無消費から成長をひきだす:まとめ P137

これらの歴史を基に、新市場型破壊のパターンを構成する、四つの要素を抽出してみよう。このパターンは、破壊的イノベーションにとって理想的な顧客や用途市場を探すためのテンプレートとして使える。また、新たな市場成長を生むことが実証済みのこのパターンを基に、未完成のアイデアを、このパターンに適合する事業計画として形成することもできる。この四つの要素は、次のようになる。

1. 標的顧客はある用事を片づけようとしているが、金やスキルを持たないため、解決策を手に入れられずにいる。

2. このような顧客は、破壊的製品をまったく何も持たない状態と比較する。そのため、本来のバリューネットワークのなかで、高いスキルを持つ人々に高い価格で販売されている製品ほど性能が良くなくても、喜んで購入する。こうした新市場顧客を喜ばせるための性能ハードルは、かなり低い。

3. 破壊を実現する技術のなかには、非常に高度なものもある。だが、破壊者はその技術を利用して、誰でも購入し利用できる、シンプルで便利な製品をつくる。製品が新たな成長を生み出すのは、「誰でも使える」からこそだ。金やスキルをそれほど持たない人々でも消費をはじめられるのだ。

4. 破壊的イノベーションは、まったく新しいバリュー・ネットワークを生み出す。新しい顧客は新しいチャネル経由で製品を購入し、それまでと違った場で利用することが多い。

(中略)

このパターンに適合する破壊がなぜ成功するかと言えば、実績ある競合企業はこれが起こっている間中、新興市場への参入者を、自分たちの安泰を脅かす存在として考えないからだ。新しいバリュー・ネットワークの成長は、しばらくは主流市場の需要に影響を与えない。実際、既存企業は一時的にではあるが、破壊のお陰で繁栄する。

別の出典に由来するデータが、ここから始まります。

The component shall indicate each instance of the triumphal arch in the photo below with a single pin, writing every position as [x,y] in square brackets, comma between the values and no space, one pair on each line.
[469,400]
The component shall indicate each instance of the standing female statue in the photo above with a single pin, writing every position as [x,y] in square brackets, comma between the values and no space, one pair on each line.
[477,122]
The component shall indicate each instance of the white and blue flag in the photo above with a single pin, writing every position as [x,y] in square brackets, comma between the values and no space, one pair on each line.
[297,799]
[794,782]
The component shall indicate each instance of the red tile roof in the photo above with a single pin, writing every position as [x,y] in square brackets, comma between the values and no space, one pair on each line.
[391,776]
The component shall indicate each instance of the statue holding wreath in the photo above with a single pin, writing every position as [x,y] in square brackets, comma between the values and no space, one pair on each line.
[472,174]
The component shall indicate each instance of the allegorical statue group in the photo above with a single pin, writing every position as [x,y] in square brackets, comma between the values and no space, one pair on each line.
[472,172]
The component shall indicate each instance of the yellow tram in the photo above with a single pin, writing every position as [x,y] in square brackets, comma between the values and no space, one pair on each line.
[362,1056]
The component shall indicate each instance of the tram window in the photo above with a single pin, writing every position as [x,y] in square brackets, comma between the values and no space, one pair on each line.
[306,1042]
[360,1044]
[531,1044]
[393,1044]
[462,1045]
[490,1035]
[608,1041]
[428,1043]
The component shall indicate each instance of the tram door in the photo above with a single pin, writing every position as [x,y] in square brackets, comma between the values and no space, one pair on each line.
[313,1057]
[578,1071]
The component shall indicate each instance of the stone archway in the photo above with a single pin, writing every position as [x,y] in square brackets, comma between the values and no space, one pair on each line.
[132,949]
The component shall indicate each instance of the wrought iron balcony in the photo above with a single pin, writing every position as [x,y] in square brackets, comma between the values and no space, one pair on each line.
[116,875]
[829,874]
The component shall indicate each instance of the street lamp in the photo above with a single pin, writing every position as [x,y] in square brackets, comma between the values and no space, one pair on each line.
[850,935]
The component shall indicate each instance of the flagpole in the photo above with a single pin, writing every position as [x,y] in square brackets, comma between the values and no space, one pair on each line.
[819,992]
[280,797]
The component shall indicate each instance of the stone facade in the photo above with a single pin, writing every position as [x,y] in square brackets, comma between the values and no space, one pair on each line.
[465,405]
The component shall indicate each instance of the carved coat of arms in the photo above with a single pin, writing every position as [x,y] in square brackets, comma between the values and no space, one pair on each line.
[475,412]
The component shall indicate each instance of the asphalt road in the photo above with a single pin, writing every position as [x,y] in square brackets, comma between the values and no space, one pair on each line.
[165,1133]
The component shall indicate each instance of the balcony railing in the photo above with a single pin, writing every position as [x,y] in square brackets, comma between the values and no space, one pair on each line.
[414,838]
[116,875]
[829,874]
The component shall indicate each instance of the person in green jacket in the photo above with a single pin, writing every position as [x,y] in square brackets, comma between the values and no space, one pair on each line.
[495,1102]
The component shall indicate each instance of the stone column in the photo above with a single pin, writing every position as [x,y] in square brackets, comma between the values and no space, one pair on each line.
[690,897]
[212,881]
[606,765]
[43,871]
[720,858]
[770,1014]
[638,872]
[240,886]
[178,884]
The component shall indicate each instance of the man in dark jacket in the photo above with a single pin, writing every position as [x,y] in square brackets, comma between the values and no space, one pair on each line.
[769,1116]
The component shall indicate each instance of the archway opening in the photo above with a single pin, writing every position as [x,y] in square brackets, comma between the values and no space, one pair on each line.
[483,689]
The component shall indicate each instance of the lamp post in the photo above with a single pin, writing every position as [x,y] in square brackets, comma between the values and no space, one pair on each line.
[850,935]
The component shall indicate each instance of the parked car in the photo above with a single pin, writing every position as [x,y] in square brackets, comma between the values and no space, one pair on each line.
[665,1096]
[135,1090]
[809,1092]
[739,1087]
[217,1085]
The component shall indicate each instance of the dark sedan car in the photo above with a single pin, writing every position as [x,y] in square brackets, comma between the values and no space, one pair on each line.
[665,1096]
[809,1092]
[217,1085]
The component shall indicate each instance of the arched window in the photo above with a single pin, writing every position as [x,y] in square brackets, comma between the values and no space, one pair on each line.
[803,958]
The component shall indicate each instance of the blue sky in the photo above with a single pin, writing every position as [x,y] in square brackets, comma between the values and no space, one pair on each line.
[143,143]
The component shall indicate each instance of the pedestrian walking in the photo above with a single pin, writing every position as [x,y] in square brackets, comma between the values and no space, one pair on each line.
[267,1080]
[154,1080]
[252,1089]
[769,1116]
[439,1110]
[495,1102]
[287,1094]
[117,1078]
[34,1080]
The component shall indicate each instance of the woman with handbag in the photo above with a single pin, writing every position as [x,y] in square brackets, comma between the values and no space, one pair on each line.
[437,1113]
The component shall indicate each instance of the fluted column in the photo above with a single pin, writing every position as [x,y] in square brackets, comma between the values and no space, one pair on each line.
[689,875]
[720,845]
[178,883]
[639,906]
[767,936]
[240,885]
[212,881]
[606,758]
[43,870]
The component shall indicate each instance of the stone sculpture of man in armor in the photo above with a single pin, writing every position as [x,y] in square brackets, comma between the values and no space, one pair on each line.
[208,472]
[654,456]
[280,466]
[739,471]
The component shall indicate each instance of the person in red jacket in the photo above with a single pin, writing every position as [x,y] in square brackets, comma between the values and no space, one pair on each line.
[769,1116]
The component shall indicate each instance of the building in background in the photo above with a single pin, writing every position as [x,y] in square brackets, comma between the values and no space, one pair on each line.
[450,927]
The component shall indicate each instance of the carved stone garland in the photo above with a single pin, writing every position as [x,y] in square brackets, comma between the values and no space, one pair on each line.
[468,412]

どうでしょうか?驚くほど前記のGoogleのケースにあてはまる部分が多いように思われます。ポータル・ビジネスという主流市場の需要に影響を与えない形で、Googleは一般サイトの検索、広告配信という新しいバリューネットワークを着々と築いていった。Yahoo!などのポータルサイトは、(当初は)収益の低い検索システムをGoogleにアウトソースすることで、コアコンピタンスとしてのポータル広告収入の収益率を高めることができた。しかしながら、GoogleがAdWords、AdSenseというイノベーションによって、”今まで広告を配信することができなかった一般サイト”の無消費に対抗して、新しい市場を掘り起こし、新市場型破壊のパターンによって、より多くの付加価値を得ることができる主流のポータル広告市場までをも脅かすようになったと、きれいにあてはめることができます。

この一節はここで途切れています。